Whether or not investors use the current market upheaval to reset the balance in the longer term, and to push for higher levels of covenant protection, remains to be seen. “Clearly due to the market dynamics there is more debate going on now about covenants than a couple of months ago,” says Mr Srinivasan. “But there has been a healthy dialogue, led by investors, for the best part of two years. We will have a debate on every deal that we do and we also have our own internal policy on covenants.”

Mr Gregory encourages investors to use their voice, as there has been some “more aggressive sponsor deals, with more flexibility and aspects that aren’t necessarily creditor-friendly, getting over the line. When that happens investors need to read the documentation really carefully and be willing to push back. This is a market that is heavily based on precedent.”

Regulators step in

In recent years a number of regulatory bodies have raised concerns about the potential for leveraged finance markets to affect the wider economy in the event of a downturn. As we enter a period of pronounced economic difficulty, these concerns could be resurface. Leveraged finance markets have grown considerably in the past decade, including the volume of collateralised loan obligation (CLO) issuance. CLOs are a form of securitisation, where bundles of leveraged loans are packaged together and managed as a fund.

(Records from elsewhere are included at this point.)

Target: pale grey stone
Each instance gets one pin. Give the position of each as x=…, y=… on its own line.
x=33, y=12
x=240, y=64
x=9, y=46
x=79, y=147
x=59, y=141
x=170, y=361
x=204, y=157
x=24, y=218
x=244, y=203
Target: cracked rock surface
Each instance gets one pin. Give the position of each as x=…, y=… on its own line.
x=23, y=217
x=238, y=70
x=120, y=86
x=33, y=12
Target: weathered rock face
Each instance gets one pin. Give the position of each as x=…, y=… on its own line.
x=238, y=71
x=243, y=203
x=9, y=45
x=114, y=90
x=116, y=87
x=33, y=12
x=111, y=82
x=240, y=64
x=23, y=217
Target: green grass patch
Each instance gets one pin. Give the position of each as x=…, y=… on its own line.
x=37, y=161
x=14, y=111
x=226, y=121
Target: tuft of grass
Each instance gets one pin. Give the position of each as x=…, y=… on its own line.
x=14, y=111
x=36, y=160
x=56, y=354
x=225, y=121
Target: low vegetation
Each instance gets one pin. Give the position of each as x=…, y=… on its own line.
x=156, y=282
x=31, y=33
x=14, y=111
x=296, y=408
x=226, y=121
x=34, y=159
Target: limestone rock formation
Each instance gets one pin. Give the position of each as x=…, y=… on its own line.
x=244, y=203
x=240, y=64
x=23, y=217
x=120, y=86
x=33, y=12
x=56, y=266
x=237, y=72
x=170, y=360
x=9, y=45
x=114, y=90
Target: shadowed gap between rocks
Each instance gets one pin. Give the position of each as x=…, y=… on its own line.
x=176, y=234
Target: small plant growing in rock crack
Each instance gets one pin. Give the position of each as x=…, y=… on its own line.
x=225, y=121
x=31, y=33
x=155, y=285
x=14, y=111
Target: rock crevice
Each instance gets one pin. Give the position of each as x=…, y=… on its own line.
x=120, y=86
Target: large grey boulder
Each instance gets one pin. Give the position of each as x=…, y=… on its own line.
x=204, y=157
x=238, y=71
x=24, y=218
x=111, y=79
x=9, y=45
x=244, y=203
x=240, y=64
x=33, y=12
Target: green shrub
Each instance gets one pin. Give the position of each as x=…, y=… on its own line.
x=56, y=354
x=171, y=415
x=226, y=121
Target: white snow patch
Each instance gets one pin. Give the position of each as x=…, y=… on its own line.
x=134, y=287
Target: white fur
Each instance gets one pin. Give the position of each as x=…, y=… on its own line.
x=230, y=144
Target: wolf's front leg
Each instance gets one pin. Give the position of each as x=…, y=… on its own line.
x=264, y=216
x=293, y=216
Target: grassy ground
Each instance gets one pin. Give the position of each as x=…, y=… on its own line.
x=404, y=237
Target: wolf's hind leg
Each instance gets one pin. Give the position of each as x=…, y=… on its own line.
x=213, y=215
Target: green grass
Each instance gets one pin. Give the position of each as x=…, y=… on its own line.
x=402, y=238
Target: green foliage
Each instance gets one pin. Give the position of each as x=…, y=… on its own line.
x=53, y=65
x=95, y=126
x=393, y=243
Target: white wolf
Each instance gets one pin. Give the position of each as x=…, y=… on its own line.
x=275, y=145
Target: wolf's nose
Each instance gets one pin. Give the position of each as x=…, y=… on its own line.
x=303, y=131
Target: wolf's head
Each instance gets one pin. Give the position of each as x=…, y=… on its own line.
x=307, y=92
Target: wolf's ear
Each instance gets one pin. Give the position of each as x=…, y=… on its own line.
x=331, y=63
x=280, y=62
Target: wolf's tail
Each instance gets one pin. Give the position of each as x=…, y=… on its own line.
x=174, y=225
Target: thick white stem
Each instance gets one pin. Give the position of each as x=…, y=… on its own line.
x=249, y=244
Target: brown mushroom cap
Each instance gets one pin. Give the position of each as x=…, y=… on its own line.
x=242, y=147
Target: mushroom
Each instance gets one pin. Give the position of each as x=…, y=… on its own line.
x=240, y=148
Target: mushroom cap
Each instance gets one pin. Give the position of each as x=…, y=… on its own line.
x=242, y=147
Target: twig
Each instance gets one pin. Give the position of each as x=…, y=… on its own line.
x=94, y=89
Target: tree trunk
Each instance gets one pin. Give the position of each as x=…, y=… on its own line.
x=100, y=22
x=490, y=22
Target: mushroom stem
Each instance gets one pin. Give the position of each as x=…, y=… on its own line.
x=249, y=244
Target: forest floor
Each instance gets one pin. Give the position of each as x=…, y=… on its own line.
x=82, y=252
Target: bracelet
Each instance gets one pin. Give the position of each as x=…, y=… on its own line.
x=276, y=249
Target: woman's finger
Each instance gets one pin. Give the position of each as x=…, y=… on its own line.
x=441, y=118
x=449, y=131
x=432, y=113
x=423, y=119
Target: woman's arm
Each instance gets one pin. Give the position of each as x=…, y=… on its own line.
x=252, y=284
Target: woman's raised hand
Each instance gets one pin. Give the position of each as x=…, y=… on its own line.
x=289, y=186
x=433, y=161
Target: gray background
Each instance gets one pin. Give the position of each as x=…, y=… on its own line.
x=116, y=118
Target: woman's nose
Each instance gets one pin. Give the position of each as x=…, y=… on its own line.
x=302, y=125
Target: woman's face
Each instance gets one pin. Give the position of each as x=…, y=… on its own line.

Looser covenants are just one issue that has been flagged up as a risk factor.

In one of the latest examples, in December 2019 the Financial Stability Board published a report highlighting vulnerabilities that it believed had grown within leveraged loan markets since the financial crisis, saying: “Borrowers’ leverage has increased; changes in loan documentation have weakened creditor protection; and shifts in the composition of creditors of non-banks may have increased the complexity of these markets.” The report also highlighted the fact that although global banks continue to have the most direct exposure to leveraged loans and CLOs, a growing number of non-bank investors are also exposed.

While some in the sector welcome regulatory scrutiny and believe it helps to put ‘guardrails’ on industry behaviour, most believe the level of systemic risk in the system is not comparable with before the financial crisis.

“I don’t think that banks have the same exposure as in the past,” says Mr Brinkworth. “The market has reorganised itself since the last crisis and therefore there isn’t the same level of systemic risk. In a downturn, the CLO market may get hit, and there is a lot of paper held by private institutions, but ordinary individuals within society are not exposed to it.”

Recovery time

Allen & Overy’s Mr Harvey is also keen to defend the market. “This a big and growing market, with sophisticated participants operating in it,” he says. “Investors are very good at pricing risk and are able to make money within a changing environment.”

In the short term, this growing market is likely to remain subdued, but there is hope that it will bounce back. One particularly bullish London-based leveraged finance banker, who did not want to be named, says: “Everyone had been waiting for some kind of catalyst to affect activity. Frankly, the markets had been getting a little frothy, and they needed to drop. For now we have to go with the headlines and see when we hit the bottom. At the moment we don’t know where the bottom is, but long-term I would expect to see a V-shaped recovery.”

This is a sentiment echoed by Mr Brinkworth. “At the moment, everyone is very consumed by it,” he says. “Their attention for doing deals has been diverted and is instead focused on this one thing. The deals not being done will pile up, but not because of systemic issues with the market, rather as a side effect of what’s happening with coronavirus.”